Developer Contributions Supplementary Guidance

Closes 17 Sep 2024

Viability and Funding Mechanism

Related information

Viability

  1. Where it can be demonstrated that there are such abnormally high site preparation costs that addressing the provisions of this guideline threatens the financial viability of developing the site, the requirement to make a contribution towards infrastructure in line with this guidance may be reviewed.  It is accepted that for a development to be viable an appropriate site value needs to be achieved by the landowner and an appropriate return for the developer, taking account of market conditions and risk, needs to be achieved. However, developers should take account of the Council’s policies (and the likely costs of contributions towards infrastructure, as set out in this SG) in bidding for land.

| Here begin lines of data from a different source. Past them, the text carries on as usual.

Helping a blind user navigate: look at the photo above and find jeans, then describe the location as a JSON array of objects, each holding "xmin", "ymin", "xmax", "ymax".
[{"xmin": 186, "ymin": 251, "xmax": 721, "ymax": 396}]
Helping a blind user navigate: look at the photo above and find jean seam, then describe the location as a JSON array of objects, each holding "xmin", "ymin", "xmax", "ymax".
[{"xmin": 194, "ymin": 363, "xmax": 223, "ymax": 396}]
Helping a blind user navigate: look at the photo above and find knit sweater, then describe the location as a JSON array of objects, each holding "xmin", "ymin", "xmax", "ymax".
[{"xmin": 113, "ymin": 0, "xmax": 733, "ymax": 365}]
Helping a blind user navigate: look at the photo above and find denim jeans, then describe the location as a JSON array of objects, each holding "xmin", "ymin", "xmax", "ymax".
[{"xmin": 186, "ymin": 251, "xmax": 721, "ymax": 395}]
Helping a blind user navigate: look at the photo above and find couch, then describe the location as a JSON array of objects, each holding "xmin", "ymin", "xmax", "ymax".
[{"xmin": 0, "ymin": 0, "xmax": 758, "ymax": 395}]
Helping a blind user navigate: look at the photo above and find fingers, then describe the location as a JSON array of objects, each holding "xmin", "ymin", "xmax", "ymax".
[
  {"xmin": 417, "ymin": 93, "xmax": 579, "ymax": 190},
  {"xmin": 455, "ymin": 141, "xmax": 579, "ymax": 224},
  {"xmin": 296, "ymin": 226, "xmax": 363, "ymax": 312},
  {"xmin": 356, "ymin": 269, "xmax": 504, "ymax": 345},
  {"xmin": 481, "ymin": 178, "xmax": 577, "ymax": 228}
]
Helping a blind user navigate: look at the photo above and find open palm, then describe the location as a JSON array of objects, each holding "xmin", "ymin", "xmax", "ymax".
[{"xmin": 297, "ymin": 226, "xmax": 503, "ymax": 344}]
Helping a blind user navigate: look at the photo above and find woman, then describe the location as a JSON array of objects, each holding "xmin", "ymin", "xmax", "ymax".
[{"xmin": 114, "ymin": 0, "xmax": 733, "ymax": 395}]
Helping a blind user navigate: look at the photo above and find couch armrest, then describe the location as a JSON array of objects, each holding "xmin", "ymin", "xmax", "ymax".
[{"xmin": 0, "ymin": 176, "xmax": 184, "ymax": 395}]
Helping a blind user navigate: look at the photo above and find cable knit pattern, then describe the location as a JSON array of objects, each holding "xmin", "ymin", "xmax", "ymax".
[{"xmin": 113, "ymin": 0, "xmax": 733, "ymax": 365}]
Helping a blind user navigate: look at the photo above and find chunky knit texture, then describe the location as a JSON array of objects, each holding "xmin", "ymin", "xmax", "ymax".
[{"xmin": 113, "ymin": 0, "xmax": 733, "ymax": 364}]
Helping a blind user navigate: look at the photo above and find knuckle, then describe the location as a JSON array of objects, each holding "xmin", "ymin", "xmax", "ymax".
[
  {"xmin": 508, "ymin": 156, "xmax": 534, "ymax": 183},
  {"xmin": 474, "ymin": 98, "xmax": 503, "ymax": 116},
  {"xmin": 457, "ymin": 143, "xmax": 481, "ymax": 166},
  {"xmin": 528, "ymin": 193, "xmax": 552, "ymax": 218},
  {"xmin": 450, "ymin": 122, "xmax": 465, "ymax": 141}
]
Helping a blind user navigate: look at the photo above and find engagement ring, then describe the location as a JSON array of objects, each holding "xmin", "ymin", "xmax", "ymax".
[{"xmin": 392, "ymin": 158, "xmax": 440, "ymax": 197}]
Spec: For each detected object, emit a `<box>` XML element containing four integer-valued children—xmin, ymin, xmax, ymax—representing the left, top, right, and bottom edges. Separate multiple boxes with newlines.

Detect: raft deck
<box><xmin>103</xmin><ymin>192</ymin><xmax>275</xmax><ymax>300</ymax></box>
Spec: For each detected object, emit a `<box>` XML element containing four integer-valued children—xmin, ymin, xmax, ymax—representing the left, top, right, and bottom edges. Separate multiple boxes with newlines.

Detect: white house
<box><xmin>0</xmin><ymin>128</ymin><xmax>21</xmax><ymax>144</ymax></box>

The Council will not accept over-inflated land values as a reason for reducing contribution requirements. Financial viability will be assessed in accordance with the Royal Institution of Chartered Surveyors Guidance Note, Financial Viability in Planning (1st Edition, 2012). There is an expectation that the applicant will enter into an open book exercise in order to prove viability concerns. This open book exercise should include a financial appraisal supported by an evidence base including forecasting development values, development costs, any abnormally high site preparation costs, and an assessment of land value. Financial viability is one of many material considerations in the determination of a planning application. 

Funding Mechanisms 

  1. Many of the infrastructure requirements in this SG seek proportionate contributions from development, with the remainder being from other capital budgets and/or external funding bids. These funding streams are subject to change and will be updated in the Action (Delivery) Programme. The financial impact of the City Plan Action (Delivery) Programme on capital and revenue budgets is reported annually to the Council’s Finance & Resources Committee. 

14. Do you agree with the Council’s approach to assessing viability?
15. Do you agree with the Council’s approach to funding mechanisms?